“Adulti, per favore: stateci a sentire”: lettera aperta di una tredicenne
Virginia Di Vincenzo, 13 anni, frequenta la II media nella scuola Oscar Levi a Chieri (Torino). In questa lettera aperta, rivolta agli adulti – genitori, insegnanti, educatori – Virginia scrive delle riflessioni sul mondo “dei grandi” e rivolge a tutti delle domande.
LA PAROLA AI RAGAZZI
(NPG 2019-04-60)
Cari adulti,
perché scrivo? Perché vi scrivo?
Ho solo 13 anni, ho già 13 anni; ovviamente non sono ancora adulta ma lo diventerò, e intanto ci siete nel nostro mondo e noi ci siamo nel vostro. Insomma, condividiamo tante cose, ma in tante altre siamo diversi.
Anche se ci dite che a volte siamo incomprensibili a voi (ma anche voi, credetemi, lo siete per noi), e anche se a volte ci fate tenerezza, a volte rabbia, vorrei dialogare con voi, perché ho delle cose da dire, e non mi va più di stare soltanto ad ascoltarvi.
Parlo per me, ma parlo anche per i miei amici e compagni. Cosa credete che facciamo nelle nostre interminabili conversazioni e telefonate? Parliamo di noi, certo, ma parliamo anche di voi e di come vi vediamo, cosa proviamo, cosa vorremmo.
Ecco, dunque, un dialogo con voi in forma di lettera (sperando che leggere vi costi meno fatica che ascoltarci). E parto subito da una parola che forse voi avete abolito dal vostro vocabolario per senso di “realismo” (o opportunismo?), ma che noi ci fa ancora sobbalzare e ci attrae: la Felicità.
Essa deriva – lo abbiamo appreso da alcuni libri di letteratura che studiamo a scuola e anche da alcuni film che ci hanno emozionati e che rivediamo quasi ossessivamente – dal compimento di un sogno inseguito, soprattutto se con fatica, anche con sofferenza. E ci chiediamo: perché ci dite subito che la realtà non è così e non volete lasciarci sognare? Perché “addomesticate” la parte della nostra mente che ci fa desiderare di raggiungerla? Perché ci fate sentire esagerati quando puntiamo ad arrivarci, in alto? Forse perché avete dimenticato cosa significhi immaginare, darsi degli obiettivi, per quanto grandi e “impossibili” sembrino. Beh, questo proprio non ci va, non vogliate in questo essere per noi “modelli”! Non capiamo la vostra indifferenza nei confronti di quei piccoli dettagli “perfetti” che ci capita di incontrare ogni giorno; non capiamo la vostra disillusione e la vostra paura che si tratti solo di un’illusione; non capiamo la vostra carenza di curiosità e di domande, sì, proprio quelle domande che ritenete stupide quando ve le poniamo. Eppure un uomo che non si pone domande “stupide” non è un uomo intelligente.

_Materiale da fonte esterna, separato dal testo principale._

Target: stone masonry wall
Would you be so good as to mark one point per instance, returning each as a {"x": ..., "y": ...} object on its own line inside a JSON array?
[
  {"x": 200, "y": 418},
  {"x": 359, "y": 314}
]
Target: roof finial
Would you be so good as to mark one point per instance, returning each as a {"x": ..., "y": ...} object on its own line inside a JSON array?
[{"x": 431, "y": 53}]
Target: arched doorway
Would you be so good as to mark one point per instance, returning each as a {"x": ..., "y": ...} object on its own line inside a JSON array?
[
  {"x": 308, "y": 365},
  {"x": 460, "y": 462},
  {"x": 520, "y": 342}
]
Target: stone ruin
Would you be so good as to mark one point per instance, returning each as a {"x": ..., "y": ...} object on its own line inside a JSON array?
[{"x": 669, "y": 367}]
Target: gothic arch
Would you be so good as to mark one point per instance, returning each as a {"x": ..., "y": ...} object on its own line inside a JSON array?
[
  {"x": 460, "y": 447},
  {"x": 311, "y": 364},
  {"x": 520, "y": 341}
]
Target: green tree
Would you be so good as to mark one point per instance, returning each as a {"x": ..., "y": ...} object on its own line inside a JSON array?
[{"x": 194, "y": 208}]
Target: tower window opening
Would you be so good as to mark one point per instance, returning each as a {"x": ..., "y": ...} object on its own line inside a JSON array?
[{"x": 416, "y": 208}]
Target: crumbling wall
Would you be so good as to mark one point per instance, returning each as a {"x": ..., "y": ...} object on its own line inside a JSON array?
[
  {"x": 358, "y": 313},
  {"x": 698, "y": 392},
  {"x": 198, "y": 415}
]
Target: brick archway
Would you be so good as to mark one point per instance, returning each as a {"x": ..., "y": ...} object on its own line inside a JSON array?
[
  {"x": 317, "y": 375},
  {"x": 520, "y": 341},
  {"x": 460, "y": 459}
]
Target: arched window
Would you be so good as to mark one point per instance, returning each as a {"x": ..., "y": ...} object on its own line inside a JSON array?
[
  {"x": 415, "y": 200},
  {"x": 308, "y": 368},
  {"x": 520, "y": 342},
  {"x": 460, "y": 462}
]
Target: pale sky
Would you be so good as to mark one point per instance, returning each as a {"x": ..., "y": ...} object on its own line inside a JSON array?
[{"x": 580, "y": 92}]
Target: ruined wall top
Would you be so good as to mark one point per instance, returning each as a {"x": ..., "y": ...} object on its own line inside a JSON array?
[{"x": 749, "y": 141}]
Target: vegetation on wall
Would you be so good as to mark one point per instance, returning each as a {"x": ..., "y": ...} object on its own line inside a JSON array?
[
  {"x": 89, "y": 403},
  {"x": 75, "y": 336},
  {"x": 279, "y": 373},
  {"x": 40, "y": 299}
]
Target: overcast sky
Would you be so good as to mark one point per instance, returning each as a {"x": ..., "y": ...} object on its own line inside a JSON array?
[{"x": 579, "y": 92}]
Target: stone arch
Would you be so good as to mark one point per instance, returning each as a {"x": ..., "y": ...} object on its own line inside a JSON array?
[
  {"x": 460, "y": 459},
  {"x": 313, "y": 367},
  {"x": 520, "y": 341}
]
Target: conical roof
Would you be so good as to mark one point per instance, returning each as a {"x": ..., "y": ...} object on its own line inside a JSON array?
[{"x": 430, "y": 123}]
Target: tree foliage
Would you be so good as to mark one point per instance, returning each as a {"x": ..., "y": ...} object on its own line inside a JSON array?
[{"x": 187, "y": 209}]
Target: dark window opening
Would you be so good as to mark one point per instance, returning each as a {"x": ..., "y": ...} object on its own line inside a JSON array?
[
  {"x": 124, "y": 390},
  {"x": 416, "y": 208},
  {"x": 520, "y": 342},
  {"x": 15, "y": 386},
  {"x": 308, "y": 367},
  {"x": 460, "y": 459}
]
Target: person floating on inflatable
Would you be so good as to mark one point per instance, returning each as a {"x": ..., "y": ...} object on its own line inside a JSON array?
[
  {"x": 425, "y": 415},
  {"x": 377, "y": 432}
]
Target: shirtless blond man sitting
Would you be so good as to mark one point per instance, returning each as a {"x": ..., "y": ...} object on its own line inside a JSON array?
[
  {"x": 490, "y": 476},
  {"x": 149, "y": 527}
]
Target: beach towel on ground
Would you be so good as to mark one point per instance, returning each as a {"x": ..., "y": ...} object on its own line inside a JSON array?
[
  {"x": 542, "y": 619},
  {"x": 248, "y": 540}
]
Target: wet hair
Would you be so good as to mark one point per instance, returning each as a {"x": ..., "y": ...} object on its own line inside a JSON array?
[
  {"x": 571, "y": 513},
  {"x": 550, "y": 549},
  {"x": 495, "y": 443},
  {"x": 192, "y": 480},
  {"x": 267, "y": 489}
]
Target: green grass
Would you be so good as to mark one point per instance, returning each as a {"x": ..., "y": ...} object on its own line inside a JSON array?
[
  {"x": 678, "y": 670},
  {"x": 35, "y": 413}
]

Ricordate quando, camminando per strada, osservavate le facce di tutti i passanti e immaginavate una storia per ognuno di loro? Ricordate cosa si prova ad amare per la prima volta e ad essere amati per la prima volta? Ricordate tutte le litigate coi genitori senza un motivo, forse per sfogo, forse per stanchezza? Ricordate cosa si prova ad essere adolescenti? Probabilmente no, e allora è un gran peccato perché forse, se ricordaste, potreste aiutarci ad affrontare questa fase che ci rende spavaldi e intimoriti. Ma, in parte, è una cosa positiva, perché questa, oltre ad essere l’età della speranza, delle nuove emozioni e dei castelli in aria, è anche l’età in cui dobbiamo imparare a cavarcela da soli, a maturare e a raggiungere l’autosufficienza.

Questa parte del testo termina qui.